I chose C instead of C++ (or Java or Python or Perl, and so on) as a good "least-common-denominator" language. If you can program in any other procedural language, you can program in C; and if you can understand an implementation in C, you can understand an implementation in any other language. This book takes full advantage of the C programming language, though. I use pointer syntax in particular throughout the book. If you plan on following along with the code samples, make sure you're comfortable with C and pointers. I do my best to avoid the sort of excessive macro-ization and gratuitous typedef-ing that make professional C code easy to maintain but hard to read.

You might be wondering, though, why I present the source code of yet another (partially incomplete) implementation when there are so many good, tried-and-tested open-source implementations of SSL available. Effectively, production-grade libraries have (at least) five primary concerns regarding their source code:

  1. It must work.
  2. It must be secure.
  3. It should be as fast as reasonably possible.
  4. It must be modular/extensible.
  5. It must be easy to read/understand.

When a higher-numbered concern conflicts with a lower-numbered concern, the lower-numbered concern wins. This must be the case for code that's actually used by real people to perform real tasks. The upshot is that the code is not always pretty, nor is it particularly readable, when security/speed/modularity take precedence. The priorities for the code in this book are

  1. It must work.
  2. It should be as readable as possible.

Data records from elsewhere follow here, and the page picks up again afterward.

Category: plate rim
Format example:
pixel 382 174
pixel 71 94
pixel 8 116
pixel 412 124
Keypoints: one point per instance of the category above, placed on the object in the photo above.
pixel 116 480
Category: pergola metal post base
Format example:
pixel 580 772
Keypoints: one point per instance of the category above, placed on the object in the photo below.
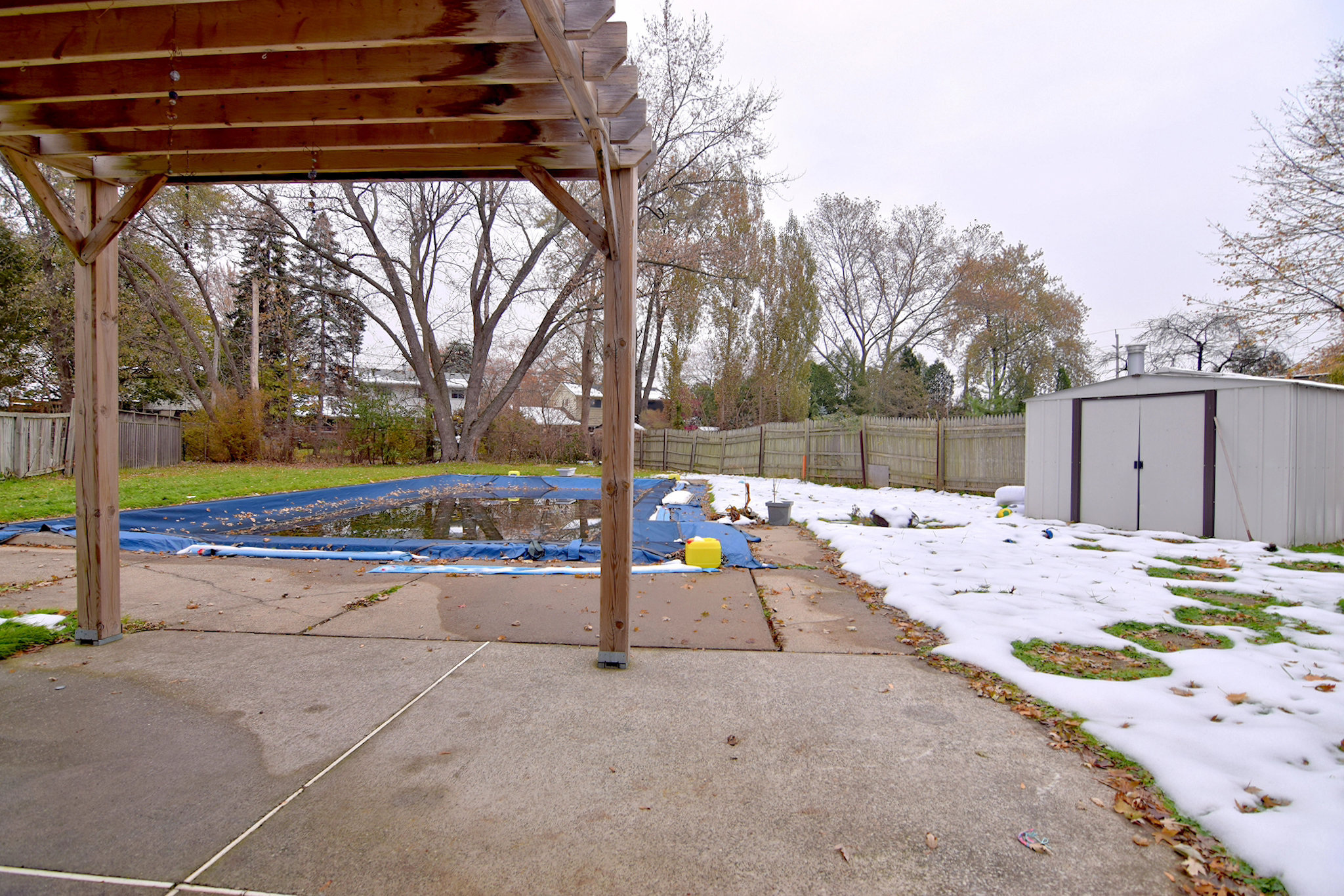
pixel 89 638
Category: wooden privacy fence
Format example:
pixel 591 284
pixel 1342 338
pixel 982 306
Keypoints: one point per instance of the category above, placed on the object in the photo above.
pixel 37 443
pixel 957 455
pixel 148 439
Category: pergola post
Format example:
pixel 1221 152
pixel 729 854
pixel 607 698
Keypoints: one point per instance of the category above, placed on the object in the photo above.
pixel 619 425
pixel 94 426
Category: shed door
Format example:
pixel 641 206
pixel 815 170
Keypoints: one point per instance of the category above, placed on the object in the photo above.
pixel 1171 448
pixel 1108 485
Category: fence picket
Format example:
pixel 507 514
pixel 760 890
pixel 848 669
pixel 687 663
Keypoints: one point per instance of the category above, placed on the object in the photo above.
pixel 960 455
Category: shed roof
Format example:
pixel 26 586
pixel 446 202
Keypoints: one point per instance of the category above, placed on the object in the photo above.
pixel 1168 379
pixel 234 91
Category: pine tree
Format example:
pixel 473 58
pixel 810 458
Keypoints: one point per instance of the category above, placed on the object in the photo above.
pixel 335 321
pixel 287 336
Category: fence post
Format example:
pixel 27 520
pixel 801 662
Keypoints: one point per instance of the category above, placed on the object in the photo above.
pixel 807 448
pixel 940 445
pixel 863 449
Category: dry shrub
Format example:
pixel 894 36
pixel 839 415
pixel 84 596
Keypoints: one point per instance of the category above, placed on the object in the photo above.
pixel 234 434
pixel 513 437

Note that security, speed, and modularity aren't concerns. In fact, the code presented in this book (somewhat ironically) is not particularly secure. For example, when the algorithms call for random bytes, the code in this book just returns sequentially numbered bytes, which is the exact opposite of the random bytes that the algorithm calls for. This is done to simplify the code as well as to make sure that what you see if you try it out yourself matches what you see in the book.

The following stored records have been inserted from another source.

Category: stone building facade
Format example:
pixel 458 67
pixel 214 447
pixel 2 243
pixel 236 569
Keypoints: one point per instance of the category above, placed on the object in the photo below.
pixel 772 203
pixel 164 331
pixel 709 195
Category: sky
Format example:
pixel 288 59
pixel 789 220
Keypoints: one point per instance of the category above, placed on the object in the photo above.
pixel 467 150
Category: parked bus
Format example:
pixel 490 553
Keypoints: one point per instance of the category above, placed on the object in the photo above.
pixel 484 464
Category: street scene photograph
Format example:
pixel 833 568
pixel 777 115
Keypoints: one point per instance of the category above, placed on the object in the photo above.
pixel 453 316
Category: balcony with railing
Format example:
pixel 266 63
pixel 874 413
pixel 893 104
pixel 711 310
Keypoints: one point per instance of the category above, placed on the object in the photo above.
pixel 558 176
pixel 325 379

There isn't any bounds-checking on buffers or verification that the input matches what's expected, which are things that a proper library ought to be doing. I've omitted these things to keep this book's (already long) page count under control, as well as to avoid obscuring the purpose of the example code with hundreds of lines of error checking. At various times throughout the book, you'll see code comments such as // TODO make this random or // TODO check the length before using. I've placed these comments in the code to draw your attention to the functionality that was intentionally omitted.

Of course, if you're coding in a hostile environment — that is, if you're working with any production quality code — you should prefer a well-established library such as OpenSSL, GnuTLS, or NSS over home-grown code any day. This book, however, should help you understand the internals of these libraries so that, when it comes time to use one, you know exactly what's going on at all stages.

Supplemental Web Sites

Every aspect of the Internet itself — including SSL/TLS — is described by a series of documents written and maintained by the Internet Engineering Task Force (IETF). These documents are referred to (somewhat confusingly) as Requests for Comments or, more commonly, just RFCs. Each such RFC describes, authoritatively, some aspect of some protocol related to the Internet. And at the time of this writing, there are over 5000 such documents. Although I doubt that anybody, anywhere, has actually read all of them, you'll need to be familiar with quite a few in order to do any serious Internet programming. As such, I'll refer to these RFCs by number throughout the book. Rather than provide a link to each inline, I'll just refer to them as, e.g., RFC 2246. If you want to see RFC 2246 (the authoritative document that describes TLS 1.0 itself), you can visit the IETF's website at www.ietf.org. Each RFC is stored in a document under http://www.ietf.org/rfc/rfcnnnn.txt, where nnnn is the RFC number itself.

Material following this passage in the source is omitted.